É importante salientar, antes de tudo, que o não conhecimento desses inovadores utensílios pode promover um exacerbado número de transgressões. Dessa forma, segundo o empresário Steve Jobs, “A tecnologia move o mundo”, e, torna-se evidente que, numa nação cuja tecnologia se torna cada vez mais elitista, como no Brasil, o crescimento do analfabetismo digital faz-se eminente, sendo inevitável o aumento de fraudes em meio digital. Logo, se faz urgente políticas eficazes para a redução desse fato.
Ademais, o precário ensino público brasileiro reforça o crescente aparecimento de crimes online. Nesse sentido, segundo o autor Izaac Azimov, “Se a ciência pode gerar problemas, não é com a ignorância que podemos resolvelas”, desse modo, se faz claro que a má mobilização governamental em relação a dinamização de novas tecnologias torna, infelizmente, ataques e invasões em mídias digitais acontecimentos frequentes. Com isso, percebe-se o descaso do Estado para com uma área de suma importância em nosso tecido social.
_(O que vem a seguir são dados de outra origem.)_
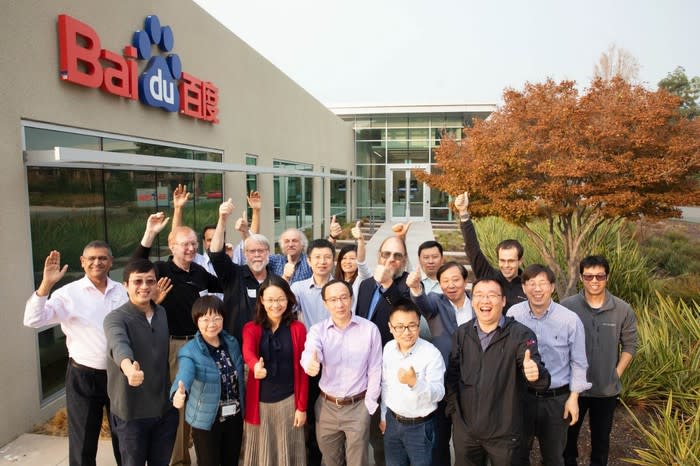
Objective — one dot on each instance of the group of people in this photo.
(307, 358)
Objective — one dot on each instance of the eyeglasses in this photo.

À luz do que foi dito, soluções fazem-se necessárias para a resolução de tal empeço. Dessa forma, cabe ao Ministério da Educação, em parceria com o Ministério da Justiça e Segurança, realizar projetos de extenção dentro de escolas e universidades públicas, com o objetivo de ensinar jovens e adolescentes o perigo de ataques e fraudes em meio tecnológico. Por fim, podemos chegar mais perto de uma sociedade mais justa para todos.